A lot had been inherited from the Range Rover, even though the chassis frame had been extensively redesigned to cope with the greater stresses placed on a working vehicle. There were coil springs all round, permanent four-wheel drive, and disc brakes on the front wheels.
Thirty-five years after its reveal in Amsterdam, the 4x4 had taken a giant step forwards – and yet the One Ten was still recognisably a Land Rover, with wheelarch eyebrows covering wider tracks to distinguish it visually from the final Series III 109-inch models.
Buyers welcomed this evolutionary approach to development, and many were even more enthused when the One Ten was followed in 1984 by a short-wheelbase Ninety.
This model, especially with the V8 engine, tapped into a growing taste for 4x4s as recreational vehicles. Meanwhile, an ultra-long-wheelbase variant called the One Two Seven expanded the utility Land Rover’s presence in the workhorse market.
Diesel power was becoming more popular during this period, and Land Rover responded by introducing a turbocharged diesel for the One Ten family in 1986.
But the major change came in 1990, when the new Tdi turbocharged and intercooled diesel engine became standard, and the One Ten family was collectively renamed Defender – Defender 90, Defender 110, and Defender 130.

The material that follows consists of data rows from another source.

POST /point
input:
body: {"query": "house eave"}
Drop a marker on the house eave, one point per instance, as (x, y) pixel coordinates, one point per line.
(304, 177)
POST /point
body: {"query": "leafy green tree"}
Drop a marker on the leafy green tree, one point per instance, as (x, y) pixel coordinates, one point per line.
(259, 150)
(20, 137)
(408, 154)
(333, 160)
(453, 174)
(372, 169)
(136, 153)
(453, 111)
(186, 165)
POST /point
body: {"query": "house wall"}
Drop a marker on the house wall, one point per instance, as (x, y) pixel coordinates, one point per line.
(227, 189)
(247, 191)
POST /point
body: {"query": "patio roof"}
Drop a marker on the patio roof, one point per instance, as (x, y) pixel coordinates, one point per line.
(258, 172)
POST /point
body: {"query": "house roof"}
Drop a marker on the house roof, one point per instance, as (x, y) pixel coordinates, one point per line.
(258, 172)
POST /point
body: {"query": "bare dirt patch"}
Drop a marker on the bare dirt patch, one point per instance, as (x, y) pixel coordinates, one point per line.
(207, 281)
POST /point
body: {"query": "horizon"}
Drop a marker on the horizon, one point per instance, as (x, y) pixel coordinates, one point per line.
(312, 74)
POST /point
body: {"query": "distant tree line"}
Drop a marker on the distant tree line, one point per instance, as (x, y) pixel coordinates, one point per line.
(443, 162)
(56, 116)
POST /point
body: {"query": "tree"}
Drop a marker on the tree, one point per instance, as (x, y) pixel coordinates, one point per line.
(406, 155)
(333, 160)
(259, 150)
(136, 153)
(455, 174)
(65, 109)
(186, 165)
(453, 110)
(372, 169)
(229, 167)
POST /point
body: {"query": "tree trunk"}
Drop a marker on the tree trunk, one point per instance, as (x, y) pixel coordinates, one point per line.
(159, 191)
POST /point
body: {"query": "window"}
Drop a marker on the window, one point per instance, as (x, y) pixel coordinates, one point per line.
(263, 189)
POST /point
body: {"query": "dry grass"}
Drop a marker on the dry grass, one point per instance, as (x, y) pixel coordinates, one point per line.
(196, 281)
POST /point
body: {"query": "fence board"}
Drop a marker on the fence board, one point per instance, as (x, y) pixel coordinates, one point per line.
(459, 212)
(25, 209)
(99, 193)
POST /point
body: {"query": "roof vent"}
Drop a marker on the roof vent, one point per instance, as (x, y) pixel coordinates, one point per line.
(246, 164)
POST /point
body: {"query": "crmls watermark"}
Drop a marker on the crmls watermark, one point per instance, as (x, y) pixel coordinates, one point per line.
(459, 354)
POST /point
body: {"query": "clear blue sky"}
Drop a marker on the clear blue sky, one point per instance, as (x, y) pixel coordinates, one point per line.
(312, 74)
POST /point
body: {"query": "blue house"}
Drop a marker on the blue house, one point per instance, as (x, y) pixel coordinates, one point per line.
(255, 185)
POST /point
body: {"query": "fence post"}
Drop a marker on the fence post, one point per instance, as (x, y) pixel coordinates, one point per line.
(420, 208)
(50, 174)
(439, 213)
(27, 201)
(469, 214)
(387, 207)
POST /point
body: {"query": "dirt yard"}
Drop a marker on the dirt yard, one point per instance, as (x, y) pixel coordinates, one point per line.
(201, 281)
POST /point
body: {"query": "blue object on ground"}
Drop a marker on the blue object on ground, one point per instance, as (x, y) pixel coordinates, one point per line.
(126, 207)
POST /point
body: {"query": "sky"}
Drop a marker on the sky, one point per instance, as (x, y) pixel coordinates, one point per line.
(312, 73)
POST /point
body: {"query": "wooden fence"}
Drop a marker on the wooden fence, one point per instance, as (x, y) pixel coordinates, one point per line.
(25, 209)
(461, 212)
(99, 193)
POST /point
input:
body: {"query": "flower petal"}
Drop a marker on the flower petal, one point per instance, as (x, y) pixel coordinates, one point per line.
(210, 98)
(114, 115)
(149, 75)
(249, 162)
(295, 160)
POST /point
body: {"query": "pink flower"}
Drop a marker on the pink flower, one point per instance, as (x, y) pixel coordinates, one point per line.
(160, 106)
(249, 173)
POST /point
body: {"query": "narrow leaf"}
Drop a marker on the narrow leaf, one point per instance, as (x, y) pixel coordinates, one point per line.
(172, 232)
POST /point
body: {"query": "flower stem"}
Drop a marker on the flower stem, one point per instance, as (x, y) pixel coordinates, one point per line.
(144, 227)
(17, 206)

Powerful and frugal turbocharged diesel engines would remain the primary power units for the range right through until production ended in early 2016.
The One Ten and Defender families were built for 33 years, and they became as much of a British institution as the leaf-sprung Land Rovers before them.
Much loved by farmers, construction workers, and military forces around the world, they had their own special image of rugged dependability, and that underpinned global perceptions of Land Rover as a whole.
For many enthusiasts and users alike, they were and remain the very essence of Land Rover.